I've been in the situation myself, more than once, and I have to say that each time I went with the past physical relationship and regretted it each time.

I never would have thought that I'd be the sentimental type when it comes to relationships, but I missed intelligent conversation, the things we had in common, and the fact that I could have easily solved the situation by talking about it.

If you actually love this guy, then I think that's what you have to consider the most. If there's anything physical that's lacking, and he loves you back, you should be able to talk about it and hopefully solve the problem.

Good luck. It's a hard decision to make.
Jan 15, 2004
maladjusted:
Been there... I have a habit of never throwing anything away so to speak..im friend with most of the girl i've had long term relationships with .. so i've run into this very thing myself.

I dont want to preach to ya or be a hipacrit,but do this before u take it too far ,ask yourself.

1) Would u want this to happen to u, find a steamy e-mail from a past lover when u have a 2 year old ?

2)Is this mental masturbation ?Knowing your current lover is soon leaving/moving are u looking to find something to hold on to ?

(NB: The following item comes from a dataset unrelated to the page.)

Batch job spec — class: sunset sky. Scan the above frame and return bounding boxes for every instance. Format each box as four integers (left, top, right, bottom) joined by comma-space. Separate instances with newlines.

3) How would u feel if this little game of rehashing past sexual romps where to completly change a few peoples live,(his,the wife's, the 2 year old ,)is that all worth it ?

I know "The heart wants what the heart wants.". I know im nearly ruled by mine....Sometimes i catch myself,afraid of the future,tring to hold onto some happier past...P.S. The past always looks better then it was,we as humans have a habit of seeing it through rose tinted lenses.